At risk of an energy drought

The challenge to shift to a cleaner energy mix is made all the more difficult in regions where drought is prevalent. Only wind and solar tick all the boxes.

Countries struggling to plot a greener energy mix face the extra headache of water scarcity from drought, squeezing their options as they look to cut carbon emissions and source locally.

Energy choices are still wide open, from hydrogen to wind power and clean coal, in electricity generation and road transport.

Yet accounting for water, to allow for climate change and concerns that energy demand compounds water scarcity, forces trade-offs.

For example, policymakers seeking more secure supplies of liquid transport fuels find that both tar sands and biofuels use more water than conventional gasoline – estimates put corn ethanol at 100 or 1,000 times more.
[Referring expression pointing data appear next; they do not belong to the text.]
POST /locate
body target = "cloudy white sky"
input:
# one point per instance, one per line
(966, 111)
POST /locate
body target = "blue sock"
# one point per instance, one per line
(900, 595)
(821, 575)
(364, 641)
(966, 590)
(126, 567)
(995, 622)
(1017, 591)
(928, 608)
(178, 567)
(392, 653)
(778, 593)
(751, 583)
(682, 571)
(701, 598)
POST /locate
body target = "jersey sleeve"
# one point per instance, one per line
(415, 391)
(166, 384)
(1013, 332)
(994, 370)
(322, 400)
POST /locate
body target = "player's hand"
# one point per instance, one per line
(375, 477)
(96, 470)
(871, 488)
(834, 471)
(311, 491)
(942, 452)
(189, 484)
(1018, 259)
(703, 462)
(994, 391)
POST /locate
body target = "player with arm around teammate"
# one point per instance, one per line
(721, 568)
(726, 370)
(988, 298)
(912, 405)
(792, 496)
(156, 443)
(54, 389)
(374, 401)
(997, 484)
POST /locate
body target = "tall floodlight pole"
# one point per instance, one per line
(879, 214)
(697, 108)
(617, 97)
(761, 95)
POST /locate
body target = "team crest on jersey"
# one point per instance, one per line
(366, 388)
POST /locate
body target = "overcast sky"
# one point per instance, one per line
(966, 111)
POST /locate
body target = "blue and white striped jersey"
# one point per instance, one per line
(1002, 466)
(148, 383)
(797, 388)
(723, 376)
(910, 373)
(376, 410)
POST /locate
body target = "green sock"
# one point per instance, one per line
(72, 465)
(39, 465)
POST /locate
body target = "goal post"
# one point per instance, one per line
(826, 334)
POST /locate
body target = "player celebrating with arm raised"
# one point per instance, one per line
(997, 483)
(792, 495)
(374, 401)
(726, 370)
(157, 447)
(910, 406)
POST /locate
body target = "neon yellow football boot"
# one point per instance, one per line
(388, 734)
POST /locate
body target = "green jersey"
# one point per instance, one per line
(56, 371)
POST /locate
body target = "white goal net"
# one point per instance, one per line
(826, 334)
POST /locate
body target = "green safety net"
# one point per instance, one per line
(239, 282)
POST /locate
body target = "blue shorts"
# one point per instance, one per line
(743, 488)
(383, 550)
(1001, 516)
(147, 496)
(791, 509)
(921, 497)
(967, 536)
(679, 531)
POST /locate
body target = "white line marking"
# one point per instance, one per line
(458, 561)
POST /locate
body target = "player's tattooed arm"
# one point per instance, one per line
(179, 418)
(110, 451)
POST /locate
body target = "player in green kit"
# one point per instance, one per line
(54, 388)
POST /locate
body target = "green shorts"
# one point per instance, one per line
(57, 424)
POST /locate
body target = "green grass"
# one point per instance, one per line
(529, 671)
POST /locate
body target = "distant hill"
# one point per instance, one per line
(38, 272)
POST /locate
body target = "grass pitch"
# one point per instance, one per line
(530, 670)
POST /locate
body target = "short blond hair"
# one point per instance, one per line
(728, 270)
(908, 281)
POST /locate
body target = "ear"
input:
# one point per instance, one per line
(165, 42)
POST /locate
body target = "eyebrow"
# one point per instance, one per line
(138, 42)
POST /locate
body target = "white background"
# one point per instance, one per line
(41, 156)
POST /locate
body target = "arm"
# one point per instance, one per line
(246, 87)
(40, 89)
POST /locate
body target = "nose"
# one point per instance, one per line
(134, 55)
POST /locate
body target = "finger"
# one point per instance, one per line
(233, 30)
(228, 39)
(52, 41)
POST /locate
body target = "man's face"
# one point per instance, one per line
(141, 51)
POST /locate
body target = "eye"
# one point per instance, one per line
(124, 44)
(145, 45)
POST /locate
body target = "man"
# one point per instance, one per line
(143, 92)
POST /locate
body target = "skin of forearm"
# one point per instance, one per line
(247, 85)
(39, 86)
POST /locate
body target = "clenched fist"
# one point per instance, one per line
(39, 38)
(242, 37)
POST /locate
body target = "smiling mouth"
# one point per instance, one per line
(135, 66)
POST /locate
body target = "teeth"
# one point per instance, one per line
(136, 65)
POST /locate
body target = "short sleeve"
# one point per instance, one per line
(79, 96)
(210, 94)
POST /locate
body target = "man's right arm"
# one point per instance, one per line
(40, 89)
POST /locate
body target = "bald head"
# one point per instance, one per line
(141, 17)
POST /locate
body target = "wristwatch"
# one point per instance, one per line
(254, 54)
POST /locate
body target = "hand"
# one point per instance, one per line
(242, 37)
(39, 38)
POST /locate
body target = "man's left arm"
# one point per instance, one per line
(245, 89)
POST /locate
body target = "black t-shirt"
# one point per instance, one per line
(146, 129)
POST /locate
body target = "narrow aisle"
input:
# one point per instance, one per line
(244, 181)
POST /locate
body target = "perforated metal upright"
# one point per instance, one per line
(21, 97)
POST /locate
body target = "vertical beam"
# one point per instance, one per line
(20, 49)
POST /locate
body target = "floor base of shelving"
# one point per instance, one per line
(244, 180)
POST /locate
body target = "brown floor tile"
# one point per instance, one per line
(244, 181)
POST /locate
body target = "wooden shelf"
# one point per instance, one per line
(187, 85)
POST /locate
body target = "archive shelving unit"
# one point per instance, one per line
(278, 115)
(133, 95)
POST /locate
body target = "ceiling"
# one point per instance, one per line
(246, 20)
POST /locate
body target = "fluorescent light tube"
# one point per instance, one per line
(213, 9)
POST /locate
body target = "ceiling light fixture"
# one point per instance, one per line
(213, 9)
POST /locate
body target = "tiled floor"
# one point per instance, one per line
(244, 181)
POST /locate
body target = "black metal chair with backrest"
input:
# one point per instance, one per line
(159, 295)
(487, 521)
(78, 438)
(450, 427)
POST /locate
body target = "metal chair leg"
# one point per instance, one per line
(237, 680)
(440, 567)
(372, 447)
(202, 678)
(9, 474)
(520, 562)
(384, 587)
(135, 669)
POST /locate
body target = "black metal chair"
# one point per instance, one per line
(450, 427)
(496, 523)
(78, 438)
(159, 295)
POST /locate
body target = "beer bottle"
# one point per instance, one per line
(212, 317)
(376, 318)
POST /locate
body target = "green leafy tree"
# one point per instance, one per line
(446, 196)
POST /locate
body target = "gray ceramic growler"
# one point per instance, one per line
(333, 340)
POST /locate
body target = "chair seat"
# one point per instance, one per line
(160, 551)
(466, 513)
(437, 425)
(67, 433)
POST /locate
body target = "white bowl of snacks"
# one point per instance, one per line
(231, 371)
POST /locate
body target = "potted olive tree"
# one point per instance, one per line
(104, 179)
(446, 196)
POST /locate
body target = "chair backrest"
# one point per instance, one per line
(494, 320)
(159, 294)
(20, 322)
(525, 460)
And in a trade-off with cutting carbon emissions, the unproven technology of carbon capture and storage could cut CO2 emissions from coal-fired power plants by 90 per cent, but increase water consumption by the same amount.

Low-carbon geothermal and hydro power can both use far more water than fossil fuels. The exceptions are wind and solar power, which tick all the boxes (local, low carbon and low water).

Shale gas can use more freshwater from underground supplies than conventional oil and gas, posing a limit on growth and a risk for groundwater contamination.

Water is a growing concern because most of the rise in energy demand will be in developing countries, notably in Africa which already faces stiff challenges including competition with irrigation for farming and access to safe drinking water.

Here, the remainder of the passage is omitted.